The video is out. Finally. After long attempts to sweep it under the rug failed.
This Sun-Times editorial provides good background.
It’s a bad shooting. (Though honestly I was expecting even worse, like an unarmed rationally behaving victim.) The mayor (now, at least) and the police chief have said the officer is at fault.
The officer who killed McDonald fits the pattern of bad cops: high activity, drug work, too many complaints. Sure, all the complaints weren’t justified, but some of them were. And undoubtedly he did a lot of bad shit that people didn’t file formal complaints about.
From the Washington Post:
The allegations against Van Dyke include 10 complaints of excessive force, including two incidents where he allegedly used a firearm, causing injury. He was also accused of improper searches and making racially or ethnically biased remarks. Four of the allegations were proven factual, but Van Dyke’s actions were deemed lawful and appropriate. In most of the other cases, there was either not enough evidence to prove or disprove the complaint or the allegation was proven unfounded.
…
The data shows that it’s rare for any officers to be penalized, and white officers were half as likely as black ones to be disciplined for a complaint.
…
Apparent repeat offenders — officers with more than 10 complaints against them — represented 30 percent of all complaints, even though they made up only 10 percent of the police force.
…
That distinction [the most complained-about officer] goes to Jerome Finnigan, the subject of 68 citizen complaints in nearly two decades with the Chicago Police Department; none of the allegations resulted in disciplinary action.
In 2011, Finnigan was convicted of robbing criminal suspects while serving on an elite force and ordering a hit on a cop he thought might turn him in. At his sentencing, Finnigan admitted to having become “a corrupt police officer,” according to the Chicago Tribune.

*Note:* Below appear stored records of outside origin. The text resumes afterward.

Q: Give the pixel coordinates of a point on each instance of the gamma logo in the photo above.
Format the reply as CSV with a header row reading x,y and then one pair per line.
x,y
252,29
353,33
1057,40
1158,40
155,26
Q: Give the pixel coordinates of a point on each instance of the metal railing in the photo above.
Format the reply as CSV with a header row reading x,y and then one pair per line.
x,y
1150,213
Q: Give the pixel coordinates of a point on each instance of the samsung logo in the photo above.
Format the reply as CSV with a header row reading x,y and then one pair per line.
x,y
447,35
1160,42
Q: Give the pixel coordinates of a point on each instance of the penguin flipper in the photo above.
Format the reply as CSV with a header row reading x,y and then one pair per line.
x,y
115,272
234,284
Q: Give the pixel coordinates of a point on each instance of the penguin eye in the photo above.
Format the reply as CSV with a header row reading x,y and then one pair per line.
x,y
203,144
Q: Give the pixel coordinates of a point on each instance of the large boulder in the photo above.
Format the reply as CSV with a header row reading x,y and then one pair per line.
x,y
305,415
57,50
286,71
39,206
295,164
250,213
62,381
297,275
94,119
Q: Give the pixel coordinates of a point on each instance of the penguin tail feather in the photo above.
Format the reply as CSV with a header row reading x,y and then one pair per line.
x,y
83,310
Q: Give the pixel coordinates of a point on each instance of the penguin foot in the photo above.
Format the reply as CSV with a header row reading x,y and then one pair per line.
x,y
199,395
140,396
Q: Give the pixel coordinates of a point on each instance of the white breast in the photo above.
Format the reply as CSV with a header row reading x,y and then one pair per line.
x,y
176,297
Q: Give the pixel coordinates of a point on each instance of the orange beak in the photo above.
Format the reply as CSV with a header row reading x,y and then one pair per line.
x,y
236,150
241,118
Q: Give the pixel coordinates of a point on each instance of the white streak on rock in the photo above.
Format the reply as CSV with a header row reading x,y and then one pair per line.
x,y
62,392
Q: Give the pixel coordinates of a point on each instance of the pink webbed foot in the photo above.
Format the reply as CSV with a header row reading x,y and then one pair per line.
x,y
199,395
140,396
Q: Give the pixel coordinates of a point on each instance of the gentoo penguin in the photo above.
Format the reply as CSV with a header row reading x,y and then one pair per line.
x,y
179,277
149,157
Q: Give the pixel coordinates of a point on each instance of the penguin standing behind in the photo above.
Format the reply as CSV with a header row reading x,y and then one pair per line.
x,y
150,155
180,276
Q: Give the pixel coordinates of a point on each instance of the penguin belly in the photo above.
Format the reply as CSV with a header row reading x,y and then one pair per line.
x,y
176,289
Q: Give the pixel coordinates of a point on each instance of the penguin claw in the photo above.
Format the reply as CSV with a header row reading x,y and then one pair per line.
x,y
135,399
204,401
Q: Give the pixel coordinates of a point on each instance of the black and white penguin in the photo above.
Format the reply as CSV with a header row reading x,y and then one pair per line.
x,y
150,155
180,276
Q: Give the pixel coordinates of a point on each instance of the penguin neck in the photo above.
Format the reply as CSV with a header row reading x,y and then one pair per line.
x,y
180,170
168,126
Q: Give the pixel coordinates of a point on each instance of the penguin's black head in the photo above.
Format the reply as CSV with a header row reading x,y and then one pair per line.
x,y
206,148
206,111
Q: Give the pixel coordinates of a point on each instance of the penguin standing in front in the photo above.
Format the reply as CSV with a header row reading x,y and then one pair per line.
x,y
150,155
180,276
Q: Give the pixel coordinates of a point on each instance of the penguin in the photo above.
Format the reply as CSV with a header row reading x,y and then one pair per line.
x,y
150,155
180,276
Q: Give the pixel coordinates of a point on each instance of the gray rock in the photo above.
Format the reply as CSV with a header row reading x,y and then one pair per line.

But he said the police department was aware, and for many years did nothing.
“My bosses knew what I was doing out there,” he said, “and it went on and on. And this wasn’t the exception to the rule. This was the rule.”
68 complaints and a criminal conviction and no disciplinary action?! That is rotten.
So this cop shows up on a scene and, rather than doing nothing, gets out of his car, puts himself almost in harm’s way, and kills this guy. And then keeps firing. Fires 16 shots. No other cop saw a need to shoot. Because there was no need to shoot. You contain, retreat, or make do. Then you tase this guy. Or what about having shields and a straight baton?
Anyway, will Chicago riot like Baltimore? No. For two reasons. First of all there is now legal accountability. That’s the way the system is supposed to work. You murder somebody? You face justice. Second, unlike Baltimore Mayor Rawlings-Blake and former Police Commissioner Batts, the political and police leadership in Chicago have a minimum level of basic competency.